学校法人「森友学園」への国有地売却問題で、大阪地検特捜部が迫田英典元国税庁長官を任意で事情聴取していたことが2日、関係者への取材で分かった。財務省近畿財務局と学園が売却交渉を進めていた当時、迫田氏は同省理財局長で、背任容疑などで告発されている。特捜部は国有地を約8億円値引きして売却した経緯などの説明を求めたとみられる。
問題となっているのは学園が小学校建設用に取得した大阪府豊中市の国有地。近畿財務局は2016年6月、鑑定評価額から約8億2千万円と見積もった地中のごみの撤去費用を差し引いた1億3400万円で学園に売却した。

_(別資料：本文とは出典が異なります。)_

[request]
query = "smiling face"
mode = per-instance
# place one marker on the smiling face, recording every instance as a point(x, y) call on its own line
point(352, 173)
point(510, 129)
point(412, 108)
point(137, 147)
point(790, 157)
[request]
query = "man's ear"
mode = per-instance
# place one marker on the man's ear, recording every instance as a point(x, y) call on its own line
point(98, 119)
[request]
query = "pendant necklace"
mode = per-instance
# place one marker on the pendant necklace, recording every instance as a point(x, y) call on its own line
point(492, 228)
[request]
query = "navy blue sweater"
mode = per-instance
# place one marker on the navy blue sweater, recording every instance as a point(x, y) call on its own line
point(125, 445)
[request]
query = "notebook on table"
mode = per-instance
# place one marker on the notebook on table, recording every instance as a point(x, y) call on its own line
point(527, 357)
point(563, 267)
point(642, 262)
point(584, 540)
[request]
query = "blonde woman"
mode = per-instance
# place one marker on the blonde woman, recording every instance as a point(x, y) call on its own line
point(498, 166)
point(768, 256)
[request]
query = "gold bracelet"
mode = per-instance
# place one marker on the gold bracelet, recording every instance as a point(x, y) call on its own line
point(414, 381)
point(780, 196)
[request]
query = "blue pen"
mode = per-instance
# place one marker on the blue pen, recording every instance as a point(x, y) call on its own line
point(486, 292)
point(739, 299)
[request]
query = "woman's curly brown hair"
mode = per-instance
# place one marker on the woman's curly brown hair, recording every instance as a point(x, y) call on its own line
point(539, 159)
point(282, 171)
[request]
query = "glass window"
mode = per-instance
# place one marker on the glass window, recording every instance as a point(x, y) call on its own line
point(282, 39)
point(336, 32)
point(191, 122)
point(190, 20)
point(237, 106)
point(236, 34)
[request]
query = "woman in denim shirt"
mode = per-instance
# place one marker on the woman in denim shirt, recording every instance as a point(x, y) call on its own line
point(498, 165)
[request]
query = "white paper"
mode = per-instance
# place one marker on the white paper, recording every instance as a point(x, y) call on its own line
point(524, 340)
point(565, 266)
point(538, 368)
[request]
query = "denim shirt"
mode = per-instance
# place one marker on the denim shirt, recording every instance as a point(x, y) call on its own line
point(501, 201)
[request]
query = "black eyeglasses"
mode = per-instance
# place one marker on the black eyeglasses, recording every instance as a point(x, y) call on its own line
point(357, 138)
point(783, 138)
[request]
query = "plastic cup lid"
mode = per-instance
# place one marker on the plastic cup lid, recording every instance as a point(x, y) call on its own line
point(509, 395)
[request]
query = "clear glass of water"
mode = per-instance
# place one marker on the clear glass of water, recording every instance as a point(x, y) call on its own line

しかし、近畿財務局が売却に至る過程で国土交通省大阪航空局に対し、撤去費の見積額を増やすよう要請した疑いが浮上。問題が発覚した17年2月には、理財局職員がごみの撤去について虚偽の説明をするよう学園側に持ちかけており、値引きの正当性に疑問が指摘されている。
迫田氏は17年3月、国会で「理財局長当時、この件について報告を受けたことはない」と関与を否定。「政治的な配慮をするべくもなかった」として政治家の働きかけを否定していた。
特捜部は17年、迫田氏らが不当な安値で国有地を売却し国に損害を与えたとする背任容疑などでの告発を受理。これまでに財務省や近畿財務局の職員から任意で事情を聴いており、迫田氏にも改めて国有地売却の経緯や認識について説明を求めたとみられる。
一方、特捜部は国有地売却に関する決裁文書の改ざん問題でも、迫田氏の後任の理財局長だった佐川宣寿前国税庁長官らから任意で事情を聴くなど捜査を進めている。